- Mulheres não aparecem desmaiadas com o meu filho nos braços por acaso.
A entonação era fria, mas por baixo dela havia outra coisa...
Uma curiosidade perigosa.
Um interesse que nem ele parecia disposto a admitir.
Helena abriu a boca para responder, mas a garganta falhou.
O coração disparava.
Aquele homem - com seu olhar glacial e presença avassaladora - parecia capaz de enxergar tudo o que ela tentava esconder.
E, pela primeira vez em muito tempo, Helena sentiu medo.
Não do perigo.
Mas de si mesma... e da força com que aquele estranho a fazia sentir.
Antes que pudesse continuar, Axel interveio, animado:
- Meu irmão quer te agradecer por ter salvo o Mateo! Ele pediu que você faça o seu pedido. Qualquer coisa, Helena!
Ela respirou fundo e o encarou.
- Senhor Ballmer, eu não quero nada. - respondeu com serenidade. - Eu salvei o Mateo, sim... mas ele também me salvou.
Henrique arqueou levemente uma sobrancelha.
Helena manteve a voz firme:
- Se ele não tivesse subido pela janela e pedido ajuda, eu ainda estaria presa naquele depósito. Então... - sorriu, gentil, mas decidida - podemos considerar que estamos quites.
O silêncio que se seguiu foi denso, e Henrique a observava, os olhos semicerrados, avaliando cada palavra, cada gesto.
E, pela primeira vez em muito tempo, algo dentro dele se moveu.
Uma emoção antiga. Incômoda. Quase esquecida.
Embora tivesse tido a sorte de salvar o herdeiro dos Ballmer, Helena jamais exigiria recompensa, pois para ela, aquilo era apenas o certo. Mas o leve franzir no rosto de Henrique - aquela expressão de impaciência contida - fez o coração dela disparar.
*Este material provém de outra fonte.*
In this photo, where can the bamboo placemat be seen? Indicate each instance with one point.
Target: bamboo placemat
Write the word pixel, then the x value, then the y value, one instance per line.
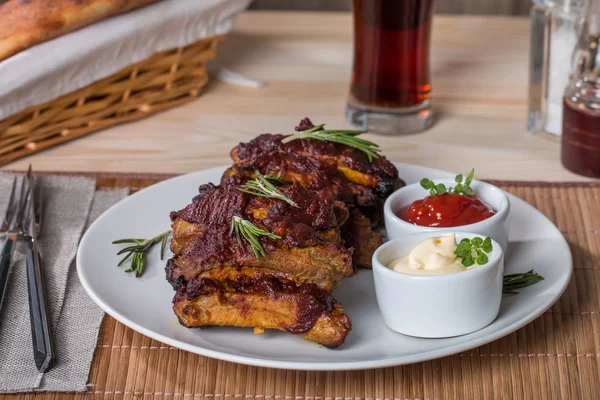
pixel 557 356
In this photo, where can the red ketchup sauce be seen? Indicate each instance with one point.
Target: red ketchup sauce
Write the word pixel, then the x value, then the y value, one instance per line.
pixel 446 210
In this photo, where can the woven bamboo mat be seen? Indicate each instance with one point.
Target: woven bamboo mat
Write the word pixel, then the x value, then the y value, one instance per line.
pixel 556 357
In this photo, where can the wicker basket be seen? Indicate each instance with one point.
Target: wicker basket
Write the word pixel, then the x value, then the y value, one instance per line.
pixel 162 81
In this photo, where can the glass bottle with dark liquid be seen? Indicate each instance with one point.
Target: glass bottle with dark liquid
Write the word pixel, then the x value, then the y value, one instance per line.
pixel 581 112
pixel 390 85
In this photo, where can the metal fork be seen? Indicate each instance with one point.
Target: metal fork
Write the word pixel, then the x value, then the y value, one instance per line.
pixel 10 227
pixel 38 311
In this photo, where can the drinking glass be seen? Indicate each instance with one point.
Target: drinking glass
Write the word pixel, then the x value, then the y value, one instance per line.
pixel 390 88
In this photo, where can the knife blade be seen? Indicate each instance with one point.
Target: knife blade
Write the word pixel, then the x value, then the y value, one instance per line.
pixel 38 309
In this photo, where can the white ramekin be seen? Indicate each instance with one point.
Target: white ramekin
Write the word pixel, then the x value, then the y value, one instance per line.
pixel 436 306
pixel 495 227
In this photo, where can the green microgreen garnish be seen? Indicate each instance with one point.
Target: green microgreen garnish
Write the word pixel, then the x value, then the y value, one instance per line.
pixel 246 229
pixel 262 186
pixel 474 250
pixel 342 136
pixel 520 280
pixel 462 187
pixel 137 252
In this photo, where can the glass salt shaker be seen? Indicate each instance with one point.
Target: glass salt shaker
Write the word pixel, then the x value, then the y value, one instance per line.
pixel 581 112
pixel 554 31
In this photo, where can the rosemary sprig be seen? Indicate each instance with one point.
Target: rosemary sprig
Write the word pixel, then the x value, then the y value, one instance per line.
pixel 246 229
pixel 261 186
pixel 347 137
pixel 137 251
pixel 512 282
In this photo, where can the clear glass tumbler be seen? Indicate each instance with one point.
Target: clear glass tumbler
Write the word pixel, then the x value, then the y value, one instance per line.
pixel 390 88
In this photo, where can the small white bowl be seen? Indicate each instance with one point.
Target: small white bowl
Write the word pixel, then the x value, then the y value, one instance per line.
pixel 495 227
pixel 437 306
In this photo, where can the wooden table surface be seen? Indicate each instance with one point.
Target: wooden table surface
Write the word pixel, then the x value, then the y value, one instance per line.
pixel 479 66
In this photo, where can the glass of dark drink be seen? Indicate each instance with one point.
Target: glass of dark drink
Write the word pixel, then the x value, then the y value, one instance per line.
pixel 391 85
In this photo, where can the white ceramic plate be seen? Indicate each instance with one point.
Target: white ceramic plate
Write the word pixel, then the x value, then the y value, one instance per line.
pixel 144 304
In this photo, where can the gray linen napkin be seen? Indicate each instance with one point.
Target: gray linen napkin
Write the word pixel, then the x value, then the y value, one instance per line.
pixel 68 201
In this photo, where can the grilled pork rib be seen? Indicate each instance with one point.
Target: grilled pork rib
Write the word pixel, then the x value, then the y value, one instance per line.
pixel 219 282
pixel 265 302
pixel 361 184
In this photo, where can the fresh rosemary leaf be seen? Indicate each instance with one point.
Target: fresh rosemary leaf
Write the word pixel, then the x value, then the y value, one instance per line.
pixel 342 136
pixel 512 282
pixel 243 228
pixel 137 252
pixel 262 186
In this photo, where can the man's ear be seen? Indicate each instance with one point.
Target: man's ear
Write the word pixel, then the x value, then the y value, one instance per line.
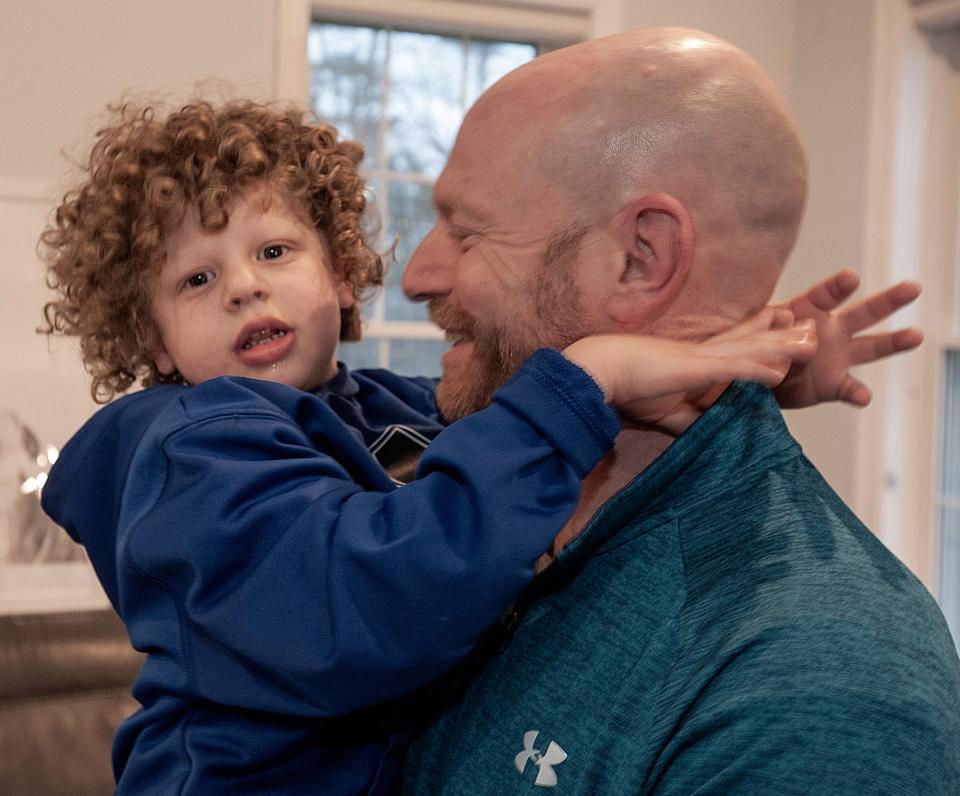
pixel 658 250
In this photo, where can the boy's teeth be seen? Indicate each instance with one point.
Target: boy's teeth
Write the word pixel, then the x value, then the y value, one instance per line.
pixel 264 337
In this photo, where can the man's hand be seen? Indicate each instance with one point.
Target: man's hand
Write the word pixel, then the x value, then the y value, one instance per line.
pixel 826 376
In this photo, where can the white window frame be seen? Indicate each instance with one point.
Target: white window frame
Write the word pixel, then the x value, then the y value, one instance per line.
pixel 547 25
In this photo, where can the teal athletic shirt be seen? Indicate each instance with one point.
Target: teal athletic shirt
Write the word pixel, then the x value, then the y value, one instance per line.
pixel 724 625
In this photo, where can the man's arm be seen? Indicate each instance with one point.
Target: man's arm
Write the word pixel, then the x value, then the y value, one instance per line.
pixel 827 377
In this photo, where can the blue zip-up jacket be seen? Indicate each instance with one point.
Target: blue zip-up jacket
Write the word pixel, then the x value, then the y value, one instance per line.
pixel 280 583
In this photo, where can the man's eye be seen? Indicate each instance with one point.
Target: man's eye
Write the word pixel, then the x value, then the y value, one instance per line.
pixel 199 279
pixel 272 252
pixel 461 237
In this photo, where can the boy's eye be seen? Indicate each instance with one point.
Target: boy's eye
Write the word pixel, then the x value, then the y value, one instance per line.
pixel 198 279
pixel 272 252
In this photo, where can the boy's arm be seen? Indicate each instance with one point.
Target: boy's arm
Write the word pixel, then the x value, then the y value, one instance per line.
pixel 827 377
pixel 302 584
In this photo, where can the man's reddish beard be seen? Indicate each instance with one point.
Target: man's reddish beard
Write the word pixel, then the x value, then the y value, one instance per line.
pixel 556 320
pixel 496 355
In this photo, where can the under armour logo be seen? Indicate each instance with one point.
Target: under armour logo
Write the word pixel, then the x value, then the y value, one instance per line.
pixel 554 756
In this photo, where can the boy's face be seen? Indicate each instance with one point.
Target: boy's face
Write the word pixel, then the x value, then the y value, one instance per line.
pixel 259 298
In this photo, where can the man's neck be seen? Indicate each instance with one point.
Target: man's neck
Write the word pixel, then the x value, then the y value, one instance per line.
pixel 633 451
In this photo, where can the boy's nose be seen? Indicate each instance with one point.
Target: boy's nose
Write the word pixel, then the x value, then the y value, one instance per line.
pixel 429 271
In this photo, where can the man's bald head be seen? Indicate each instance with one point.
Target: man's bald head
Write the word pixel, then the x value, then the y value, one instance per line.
pixel 674 111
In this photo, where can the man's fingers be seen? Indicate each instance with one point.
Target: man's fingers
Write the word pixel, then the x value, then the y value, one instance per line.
pixel 877 307
pixel 829 294
pixel 853 391
pixel 871 347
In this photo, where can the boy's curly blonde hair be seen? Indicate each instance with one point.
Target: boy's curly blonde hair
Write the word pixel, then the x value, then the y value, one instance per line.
pixel 106 245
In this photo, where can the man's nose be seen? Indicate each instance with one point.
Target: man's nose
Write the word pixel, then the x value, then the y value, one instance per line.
pixel 243 284
pixel 430 268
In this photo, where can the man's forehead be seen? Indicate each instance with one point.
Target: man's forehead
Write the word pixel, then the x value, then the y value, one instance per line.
pixel 454 197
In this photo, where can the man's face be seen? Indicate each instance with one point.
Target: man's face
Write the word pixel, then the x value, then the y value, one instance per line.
pixel 501 268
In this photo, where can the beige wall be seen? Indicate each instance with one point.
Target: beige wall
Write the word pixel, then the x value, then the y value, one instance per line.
pixel 63 61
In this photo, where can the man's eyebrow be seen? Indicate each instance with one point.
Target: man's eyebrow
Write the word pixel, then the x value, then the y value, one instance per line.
pixel 446 210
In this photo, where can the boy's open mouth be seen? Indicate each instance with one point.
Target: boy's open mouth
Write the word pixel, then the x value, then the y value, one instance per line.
pixel 260 332
pixel 265 336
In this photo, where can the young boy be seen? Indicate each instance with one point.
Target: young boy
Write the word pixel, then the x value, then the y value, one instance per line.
pixel 237 512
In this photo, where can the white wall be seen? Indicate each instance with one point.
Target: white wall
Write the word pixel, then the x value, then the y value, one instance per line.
pixel 62 61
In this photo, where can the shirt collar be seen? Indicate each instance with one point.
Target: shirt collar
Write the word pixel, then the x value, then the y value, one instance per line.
pixel 742 429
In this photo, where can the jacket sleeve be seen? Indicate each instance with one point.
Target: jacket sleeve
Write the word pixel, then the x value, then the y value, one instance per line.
pixel 257 561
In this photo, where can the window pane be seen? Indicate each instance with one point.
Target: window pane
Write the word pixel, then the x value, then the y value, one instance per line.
pixel 346 79
pixel 425 104
pixel 417 357
pixel 411 216
pixel 488 61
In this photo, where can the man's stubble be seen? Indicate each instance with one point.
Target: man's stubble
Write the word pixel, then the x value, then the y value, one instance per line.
pixel 555 321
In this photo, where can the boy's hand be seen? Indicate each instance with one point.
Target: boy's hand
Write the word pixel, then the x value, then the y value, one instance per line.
pixel 826 376
pixel 668 383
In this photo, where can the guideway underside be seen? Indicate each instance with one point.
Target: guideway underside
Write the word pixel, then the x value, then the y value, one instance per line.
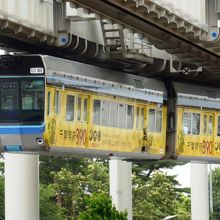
pixel 189 49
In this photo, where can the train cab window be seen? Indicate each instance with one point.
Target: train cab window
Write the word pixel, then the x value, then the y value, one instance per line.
pixel 78 108
pixel 121 115
pixel 155 120
pixel 22 100
pixel 130 116
pixel 48 102
pixel 85 110
pixel 113 114
pixel 105 113
pixel 142 118
pixel 210 127
pixel 9 96
pixel 191 123
pixel 137 117
pixel 70 102
pixel 218 132
pixel 57 102
pixel 96 111
pixel 204 124
pixel 207 124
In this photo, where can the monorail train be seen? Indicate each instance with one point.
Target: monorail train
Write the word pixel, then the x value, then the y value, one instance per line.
pixel 54 106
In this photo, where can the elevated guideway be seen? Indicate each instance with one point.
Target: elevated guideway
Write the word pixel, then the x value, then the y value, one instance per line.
pixel 164 29
pixel 130 30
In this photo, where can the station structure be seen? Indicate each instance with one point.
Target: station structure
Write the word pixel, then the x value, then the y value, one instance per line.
pixel 156 38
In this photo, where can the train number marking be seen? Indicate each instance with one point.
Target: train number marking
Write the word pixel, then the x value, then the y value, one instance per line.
pixel 207 147
pixel 80 136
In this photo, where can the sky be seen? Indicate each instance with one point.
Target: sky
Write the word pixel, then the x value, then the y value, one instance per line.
pixel 183 173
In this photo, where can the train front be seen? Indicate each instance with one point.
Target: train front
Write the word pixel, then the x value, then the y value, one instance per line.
pixel 22 89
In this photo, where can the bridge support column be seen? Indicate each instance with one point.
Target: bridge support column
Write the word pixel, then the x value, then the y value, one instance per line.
pixel 120 173
pixel 199 191
pixel 21 186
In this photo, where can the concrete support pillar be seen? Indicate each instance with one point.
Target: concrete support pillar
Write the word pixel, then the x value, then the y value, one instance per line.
pixel 121 185
pixel 21 187
pixel 199 191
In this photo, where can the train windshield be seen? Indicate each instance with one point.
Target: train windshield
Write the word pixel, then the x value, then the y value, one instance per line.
pixel 22 100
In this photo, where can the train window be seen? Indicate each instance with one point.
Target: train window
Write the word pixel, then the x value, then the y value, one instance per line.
pixel 210 128
pixel 105 113
pixel 32 96
pixel 9 96
pixel 130 116
pixel 142 118
pixel 191 123
pixel 79 109
pixel 85 110
pixel 218 132
pixel 70 101
pixel 113 114
pixel 158 120
pixel 57 102
pixel 48 102
pixel 96 111
pixel 155 120
pixel 138 118
pixel 195 123
pixel 204 124
pixel 121 116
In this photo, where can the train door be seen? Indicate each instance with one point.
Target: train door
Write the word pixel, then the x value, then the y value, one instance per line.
pixel 156 128
pixel 207 141
pixel 50 117
pixel 9 105
pixel 82 118
pixel 141 127
pixel 217 137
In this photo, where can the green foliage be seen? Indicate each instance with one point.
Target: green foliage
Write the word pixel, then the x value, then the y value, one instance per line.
pixel 99 207
pixel 49 209
pixel 2 207
pixel 158 198
pixel 54 164
pixel 75 182
pixel 216 193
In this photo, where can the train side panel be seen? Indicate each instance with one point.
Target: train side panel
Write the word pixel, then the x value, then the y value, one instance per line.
pixel 203 138
pixel 74 125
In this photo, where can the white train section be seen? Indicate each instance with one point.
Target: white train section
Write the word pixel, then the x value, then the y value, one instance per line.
pixel 104 29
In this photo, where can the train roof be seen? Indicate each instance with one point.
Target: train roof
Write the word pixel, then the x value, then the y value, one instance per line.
pixel 197 95
pixel 103 80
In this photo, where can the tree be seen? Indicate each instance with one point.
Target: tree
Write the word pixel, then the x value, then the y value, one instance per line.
pixel 49 209
pixel 2 207
pixel 99 207
pixel 157 198
pixel 216 193
pixel 72 189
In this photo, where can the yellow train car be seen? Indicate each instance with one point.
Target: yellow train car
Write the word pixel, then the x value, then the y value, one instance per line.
pixel 64 107
pixel 89 114
pixel 197 123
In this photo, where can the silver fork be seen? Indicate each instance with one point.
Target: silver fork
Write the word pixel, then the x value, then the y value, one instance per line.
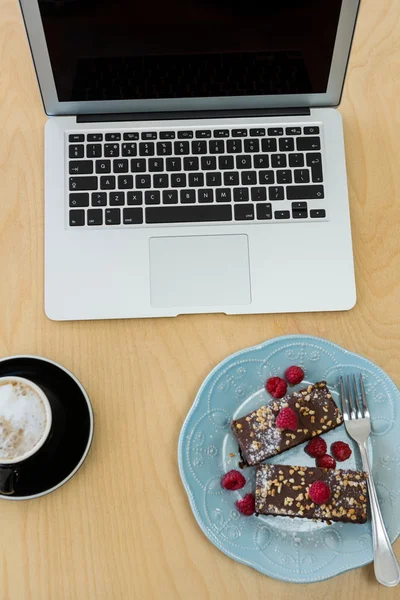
pixel 358 425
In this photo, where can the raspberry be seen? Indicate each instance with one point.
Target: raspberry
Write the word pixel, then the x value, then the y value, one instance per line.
pixel 341 451
pixel 317 447
pixel 233 480
pixel 294 375
pixel 276 386
pixel 246 505
pixel 287 419
pixel 326 462
pixel 319 492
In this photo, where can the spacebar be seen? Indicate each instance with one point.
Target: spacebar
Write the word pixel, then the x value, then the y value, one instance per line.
pixel 188 214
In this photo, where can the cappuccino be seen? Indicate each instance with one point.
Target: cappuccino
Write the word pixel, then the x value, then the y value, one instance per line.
pixel 25 419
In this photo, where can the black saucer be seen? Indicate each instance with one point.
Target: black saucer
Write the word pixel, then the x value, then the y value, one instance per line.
pixel 72 427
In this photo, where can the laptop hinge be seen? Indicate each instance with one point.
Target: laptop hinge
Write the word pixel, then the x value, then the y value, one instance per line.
pixel 195 114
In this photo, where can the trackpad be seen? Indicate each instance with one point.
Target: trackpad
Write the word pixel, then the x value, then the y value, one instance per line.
pixel 209 270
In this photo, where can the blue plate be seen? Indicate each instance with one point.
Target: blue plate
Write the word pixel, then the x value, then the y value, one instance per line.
pixel 295 550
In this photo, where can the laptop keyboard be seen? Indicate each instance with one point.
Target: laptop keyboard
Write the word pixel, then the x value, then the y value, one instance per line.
pixel 131 178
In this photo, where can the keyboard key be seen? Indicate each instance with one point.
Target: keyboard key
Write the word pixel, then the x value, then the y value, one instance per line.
pixel 107 182
pixel 188 196
pixel 199 147
pixel 244 212
pixel 241 195
pixel 149 135
pixel 223 195
pixel 314 160
pixel 131 136
pixel 225 162
pixel 79 200
pixel 80 167
pixel 284 176
pixel 258 194
pixel 234 146
pixel 311 143
pixel 146 148
pixel 196 179
pixel 167 135
pixel 286 144
pixel 143 181
pixel 203 133
pixel 301 176
pixel 213 179
pixel 189 214
pixel 173 164
pixel 95 137
pixel 276 193
pixel 125 182
pixel 138 165
pixel 217 146
pixel 76 137
pixel 113 137
pixel 185 135
pixel 171 196
pixel 76 218
pixel 103 166
pixel 164 148
pixel 205 195
pixel 243 162
pixel 99 199
pixel 231 178
pixel 261 161
pixel 83 183
pixel 113 216
pixel 156 165
pixel 304 192
pixel 318 214
pixel 257 132
pixel 282 214
pixel 152 197
pixel 293 130
pixel 278 161
pixel 249 177
pixel 135 198
pixel 181 147
pixel 132 216
pixel 120 166
pixel 191 164
pixel 117 199
pixel 269 145
pixel 178 180
pixel 264 212
pixel 129 149
pixel 251 146
pixel 296 160
pixel 111 149
pixel 95 216
pixel 266 177
pixel 76 151
pixel 311 130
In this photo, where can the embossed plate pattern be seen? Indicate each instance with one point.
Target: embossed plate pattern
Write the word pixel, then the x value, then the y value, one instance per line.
pixel 293 550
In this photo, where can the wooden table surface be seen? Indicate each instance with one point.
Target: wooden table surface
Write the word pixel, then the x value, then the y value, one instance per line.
pixel 122 527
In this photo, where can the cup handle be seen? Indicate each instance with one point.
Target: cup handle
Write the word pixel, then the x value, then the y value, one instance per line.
pixel 8 478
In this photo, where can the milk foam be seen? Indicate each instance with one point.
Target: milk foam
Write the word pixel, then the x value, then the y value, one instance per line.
pixel 23 420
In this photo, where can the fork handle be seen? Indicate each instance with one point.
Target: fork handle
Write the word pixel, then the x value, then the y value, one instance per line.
pixel 386 566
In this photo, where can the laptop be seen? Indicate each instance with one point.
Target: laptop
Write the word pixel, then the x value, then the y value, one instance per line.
pixel 194 156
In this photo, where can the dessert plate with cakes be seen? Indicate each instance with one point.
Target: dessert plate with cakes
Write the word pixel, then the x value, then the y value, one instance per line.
pixel 272 476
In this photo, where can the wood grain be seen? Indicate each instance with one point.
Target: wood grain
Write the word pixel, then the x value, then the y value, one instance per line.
pixel 122 528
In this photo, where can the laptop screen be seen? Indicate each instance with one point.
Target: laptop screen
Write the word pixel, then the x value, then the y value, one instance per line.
pixel 155 49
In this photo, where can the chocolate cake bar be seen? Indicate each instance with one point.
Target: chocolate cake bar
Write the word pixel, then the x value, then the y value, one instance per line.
pixel 283 490
pixel 258 436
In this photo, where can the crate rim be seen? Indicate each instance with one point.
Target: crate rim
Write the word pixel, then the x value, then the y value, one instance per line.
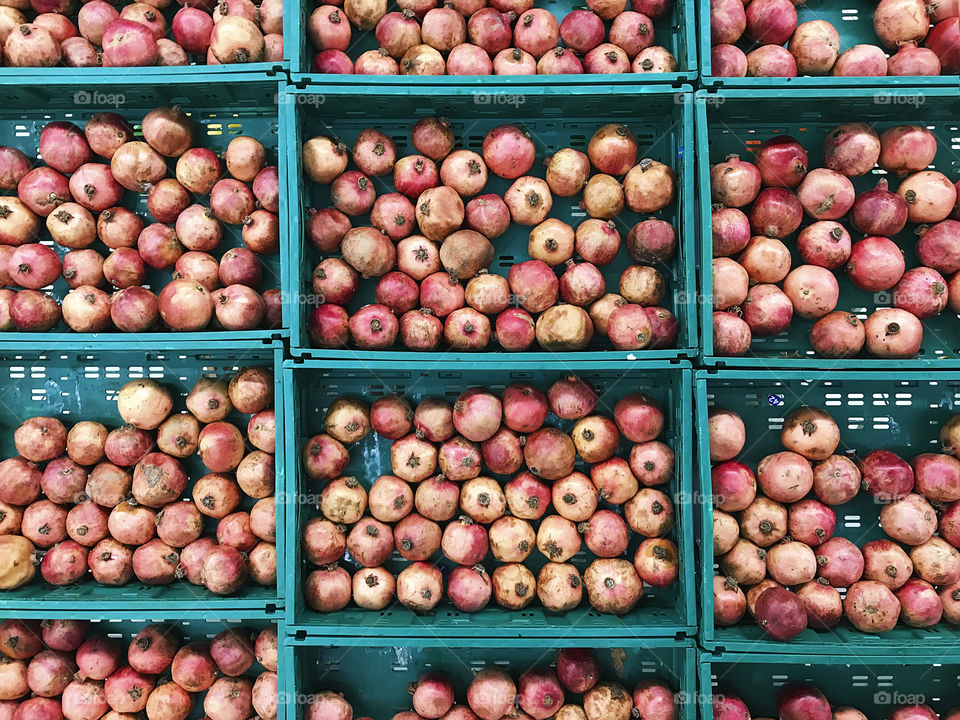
pixel 254 73
pixel 299 638
pixel 295 316
pixel 833 649
pixel 685 628
pixel 519 365
pixel 708 80
pixel 706 658
pixel 296 56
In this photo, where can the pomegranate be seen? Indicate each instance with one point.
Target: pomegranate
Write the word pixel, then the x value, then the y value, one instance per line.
pixel 781 614
pixel 816 45
pixel 871 607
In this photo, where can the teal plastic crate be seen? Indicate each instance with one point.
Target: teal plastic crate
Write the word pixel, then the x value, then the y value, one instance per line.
pixel 186 630
pixel 311 386
pixel 75 385
pixel 222 110
pixel 873 686
pixel 556 118
pixel 373 673
pixel 675 32
pixel 899 411
pixel 853 20
pixel 197 71
pixel 738 121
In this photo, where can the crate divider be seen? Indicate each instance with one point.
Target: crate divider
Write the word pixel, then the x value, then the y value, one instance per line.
pixel 733 121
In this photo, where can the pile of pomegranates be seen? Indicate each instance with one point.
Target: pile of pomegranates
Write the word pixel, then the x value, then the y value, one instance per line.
pixel 784 231
pixel 121 272
pixel 86 501
pixel 773 530
pixel 47 33
pixel 570 688
pixel 426 229
pixel 504 37
pixel 805 701
pixel 58 669
pixel 916 37
pixel 491 478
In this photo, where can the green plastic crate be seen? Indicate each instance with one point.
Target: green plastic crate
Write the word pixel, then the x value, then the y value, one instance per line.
pixel 853 20
pixel 187 629
pixel 675 32
pixel 556 118
pixel 873 687
pixel 355 667
pixel 899 411
pixel 223 110
pixel 78 385
pixel 311 386
pixel 197 71
pixel 738 121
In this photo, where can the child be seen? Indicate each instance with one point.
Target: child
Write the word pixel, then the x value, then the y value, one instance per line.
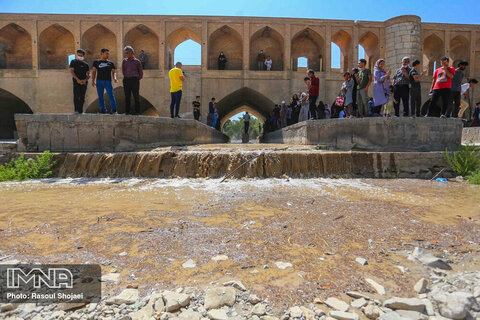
pixel 387 108
pixel 196 108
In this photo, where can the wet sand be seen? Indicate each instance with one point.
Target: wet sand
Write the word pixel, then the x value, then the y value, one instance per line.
pixel 318 225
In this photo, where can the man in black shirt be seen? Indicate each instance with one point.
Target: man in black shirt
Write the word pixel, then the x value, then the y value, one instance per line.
pixel 103 69
pixel 80 74
pixel 196 108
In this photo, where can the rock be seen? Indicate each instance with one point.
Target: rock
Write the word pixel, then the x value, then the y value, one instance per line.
pixel 359 303
pixel 190 315
pixel 253 299
pixel 429 259
pixel 218 297
pixel 391 316
pixel 457 305
pixel 143 314
pixel 174 300
pixel 421 286
pixel 189 264
pixel 337 304
pixel 357 295
pixel 412 315
pixel 217 314
pixel 111 277
pixel 236 284
pixel 372 311
pixel 362 261
pixel 295 312
pixel 378 287
pixel 259 309
pixel 283 265
pixel 340 315
pixel 413 304
pixel 220 257
pixel 127 296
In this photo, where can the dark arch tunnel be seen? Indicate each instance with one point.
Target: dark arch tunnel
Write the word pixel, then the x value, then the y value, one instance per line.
pixel 9 105
pixel 146 108
pixel 244 97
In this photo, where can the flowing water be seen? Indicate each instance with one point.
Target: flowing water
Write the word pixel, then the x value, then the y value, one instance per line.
pixel 318 225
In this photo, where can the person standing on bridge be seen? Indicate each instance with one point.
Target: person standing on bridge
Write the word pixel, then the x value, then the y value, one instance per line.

Por que aquele olhar frio era tão assustador?
Ela havia dito algo errado?
Antes que o silêncio se tornasse insuportável, Axel quebrou a tensão, rindo nervoso:
- Irmão, pelo amor de Deus, não faz essa cara! - Voltou-se para Helena, piscando. - Ele só está tentando te agradecer, mas com essa expressão... parece que vai te processar em vez de recompensar!
Helena piscou, dividida entre rir e chorar.
Axel prosseguiu, gesticulando:
- É sério! Meu irmão não suporta dever nada a ninguém. É mania dele. Então, por mais estranho que pareça, ele realmente quer te recompensar. Faça um pedido. Qualquer um.
Helena suspirou.
- Não é que eu esteja sendo educada - explicou com calma -, eu simplesmente não quero nada. E se vocês não acreditam, podem verificar. Foi tudo exatamente como eu disse.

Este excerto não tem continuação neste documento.